Как же он тогда правильно сказал, муж-то ее: у кого праздник, тому водка не нужна. А в войну не стало праздников, и потекли слезы да водочка, водка да слезоньки.
А Полюшка в сорок шестом померла, и восемнадцати не исполнилось. На чужом да своем горе, на общем да своем труде все жилочки надорвала и зачахла, как цветок. И от всей семьи в четверо детей при отце с матерью оставила война ее да Светку. Мать и дочь.
Господи, откуда же тоска эта да тревога?..
Светка умной росла, старательной: лучше всех школу закончила, и колхоз – это при тогдашней-то нищете! – на свой кошт послал ее в райцентр доучиваться до среднего образования. За питание и жилье деньги переводил и даже два раза в год школьной формой вроде как премировал. И за личные успехи, и за сиротство, и за труды и заслуги ее отца, основателя Красных Жемчугов и бессменного – до самой войны – председателя их колхоза. И хоть многое уже изменилось, и хоть не осталось ни одной семьи, какую бы война не перепахала, а помнили его, уважали и чтили, и на дочь это уважение падало. И Света все понимала, очень старалась, закончила свое образование и вышла замуж в райцентре. А через четыре года мужа в область перевели, и она туда перебралась, навсегда отрезав и родной колхоз, и отцовскую память, и материнскую старость.
А может, из-за Светки муж и говорил ей: грешно, мол, живешь?.. Ах, кабы понять его, безъязыко кричащего ртом, землей забитым, ах, кабы понять… Терзала себя старуха, тыркалась по огромной, пустой, гулкой избе своей, места в ней не находя. И маета в душе давила, и тоска ее грызла, и мысль, одна мысль изводила: в чем грешна-то, в чем, господи?.. А ведь грешна, коли покойники покою не знают и из братских могил ночами встают, сквозь другие тела продираясь.

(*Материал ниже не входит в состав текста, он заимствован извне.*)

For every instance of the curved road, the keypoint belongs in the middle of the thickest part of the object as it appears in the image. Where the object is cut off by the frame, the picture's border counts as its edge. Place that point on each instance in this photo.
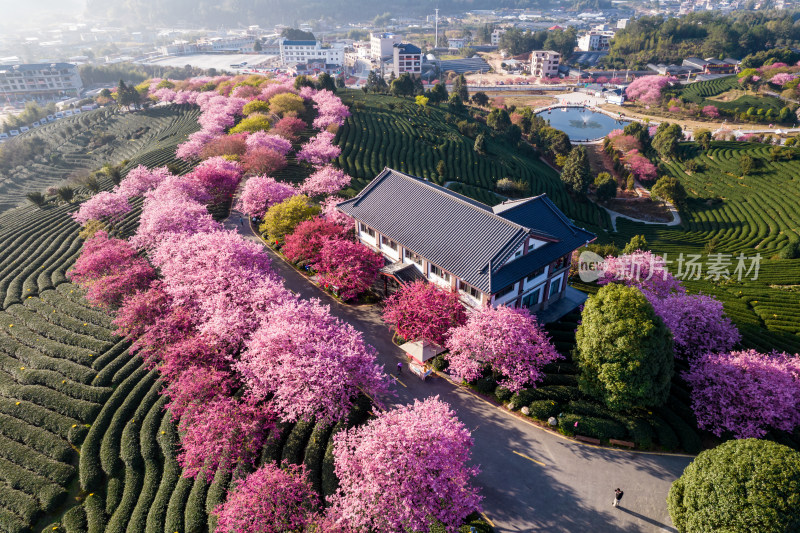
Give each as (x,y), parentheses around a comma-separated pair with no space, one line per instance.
(531,479)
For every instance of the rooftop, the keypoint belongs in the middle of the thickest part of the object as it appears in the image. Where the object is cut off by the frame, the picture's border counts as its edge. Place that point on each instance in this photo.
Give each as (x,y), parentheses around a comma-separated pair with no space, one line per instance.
(465,237)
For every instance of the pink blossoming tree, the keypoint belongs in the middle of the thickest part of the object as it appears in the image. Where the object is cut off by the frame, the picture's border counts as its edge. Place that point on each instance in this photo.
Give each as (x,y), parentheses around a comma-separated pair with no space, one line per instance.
(746,393)
(221,434)
(270,500)
(309,362)
(509,341)
(326,180)
(347,267)
(697,322)
(262,192)
(305,242)
(424,311)
(403,468)
(319,150)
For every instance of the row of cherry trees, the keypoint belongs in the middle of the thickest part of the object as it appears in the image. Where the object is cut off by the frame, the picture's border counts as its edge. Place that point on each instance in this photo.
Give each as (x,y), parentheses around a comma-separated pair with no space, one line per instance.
(239,352)
(742,393)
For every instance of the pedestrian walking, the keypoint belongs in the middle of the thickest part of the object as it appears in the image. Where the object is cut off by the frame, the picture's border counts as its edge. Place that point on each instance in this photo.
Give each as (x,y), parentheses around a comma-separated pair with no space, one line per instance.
(617,497)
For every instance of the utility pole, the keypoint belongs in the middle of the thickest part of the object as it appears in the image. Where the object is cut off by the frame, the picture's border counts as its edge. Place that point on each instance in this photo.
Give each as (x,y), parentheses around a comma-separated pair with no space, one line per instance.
(436,31)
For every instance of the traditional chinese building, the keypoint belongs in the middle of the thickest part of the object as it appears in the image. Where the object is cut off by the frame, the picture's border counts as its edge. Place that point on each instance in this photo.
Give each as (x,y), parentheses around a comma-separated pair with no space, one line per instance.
(516,253)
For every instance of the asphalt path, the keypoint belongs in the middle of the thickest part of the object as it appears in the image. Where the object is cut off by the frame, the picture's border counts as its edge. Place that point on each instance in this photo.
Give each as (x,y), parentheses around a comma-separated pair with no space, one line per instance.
(531,479)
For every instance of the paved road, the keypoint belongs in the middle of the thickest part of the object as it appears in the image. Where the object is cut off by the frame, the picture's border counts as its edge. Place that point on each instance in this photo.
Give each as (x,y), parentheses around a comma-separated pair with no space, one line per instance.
(531,479)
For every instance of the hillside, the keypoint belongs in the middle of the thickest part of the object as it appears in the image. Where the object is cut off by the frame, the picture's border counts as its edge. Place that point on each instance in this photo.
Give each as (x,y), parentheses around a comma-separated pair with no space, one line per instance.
(395,132)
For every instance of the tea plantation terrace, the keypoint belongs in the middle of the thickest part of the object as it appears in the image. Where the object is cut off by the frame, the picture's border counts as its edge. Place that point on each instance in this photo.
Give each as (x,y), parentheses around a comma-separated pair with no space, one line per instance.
(516,253)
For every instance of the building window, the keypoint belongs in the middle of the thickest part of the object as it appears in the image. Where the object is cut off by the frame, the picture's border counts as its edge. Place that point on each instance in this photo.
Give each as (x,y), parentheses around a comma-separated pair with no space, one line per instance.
(414,258)
(472,291)
(389,243)
(505,292)
(369,231)
(555,287)
(535,275)
(439,273)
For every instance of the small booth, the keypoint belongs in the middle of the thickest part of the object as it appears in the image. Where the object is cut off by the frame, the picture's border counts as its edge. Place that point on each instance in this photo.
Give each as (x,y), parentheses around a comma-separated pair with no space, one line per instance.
(420,352)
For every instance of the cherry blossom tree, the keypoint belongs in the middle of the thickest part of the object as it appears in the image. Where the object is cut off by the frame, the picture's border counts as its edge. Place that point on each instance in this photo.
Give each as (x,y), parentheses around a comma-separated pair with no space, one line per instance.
(509,341)
(697,322)
(746,393)
(319,150)
(263,160)
(305,242)
(326,180)
(270,500)
(218,176)
(647,89)
(404,468)
(262,139)
(346,267)
(102,206)
(289,128)
(164,217)
(110,270)
(262,192)
(424,311)
(196,386)
(221,434)
(310,363)
(141,179)
(333,214)
(711,111)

Думая о словах мужа, так ясно услышанных ею, и о непонятном грехе своем, в котором он ее обвинял, старуха пыталась что-то делать, чем-то заняться, но все сегодня валилось у нее из рук. Только привычное, не требовавшее как бы и самого присутствия ее, а лишь проросших в памяти движений, было ей доступно: она варила картошку для свиней и для себя, рубила сечкой лебеду с крапивой, запаривала пойло в печи – и все, как машина, будто и не она это, и все с тревожной думой: какого же откровения, какого покаяния требовал от нее муж, убитый полвека назад под Семилуками? Мысли эти терзали ее, не отпуская ни на секунду, не давая отдыха, звеня в ней натянутой струной, изматывая и изматывая. «Господи! – в отчаянии простонала она. – Хоть ты подскажи, в чем грех-то мой, господи!..» И вдруг затихло все в душе ее, замерло в ясном, напряженном ожидании, и она поняла, отчетливо поняла, пронзительно и просто, что ей необходима молитва. Все равно кому – богу ли, святому ли какому, чудотворцу или божьей матери, а только надо, надо не для чуда, а для себя, для своего спокойствия и света совести своей.
Господи, да как же просто все оказалось! Она впервые несмело улыбнулась, впервые присела, впервые оглянулась и увидела, что на улице ясно и солнечно и что гроздья у рябины, которую посадили под окном Гриша и Шурка, давно уже налиты краснотой, а лист пожух и свернулся. Все она увидела и все постигла – прозрачную ясность и тишину осени, вечный покой мира и собственную суетность, шорох пожухлой листвы и свое уходящее время. И еще то, что давно не молилась, с юности, с цвета своего, и что позабыла уже все молитвы. «Это ничего, ничего, – спокойно думалось ей. – Это пустяк, я ведь от чистого сердца, от совести своей, а значит, поймут, если даже и не по правилам. Вот встану на колени и…»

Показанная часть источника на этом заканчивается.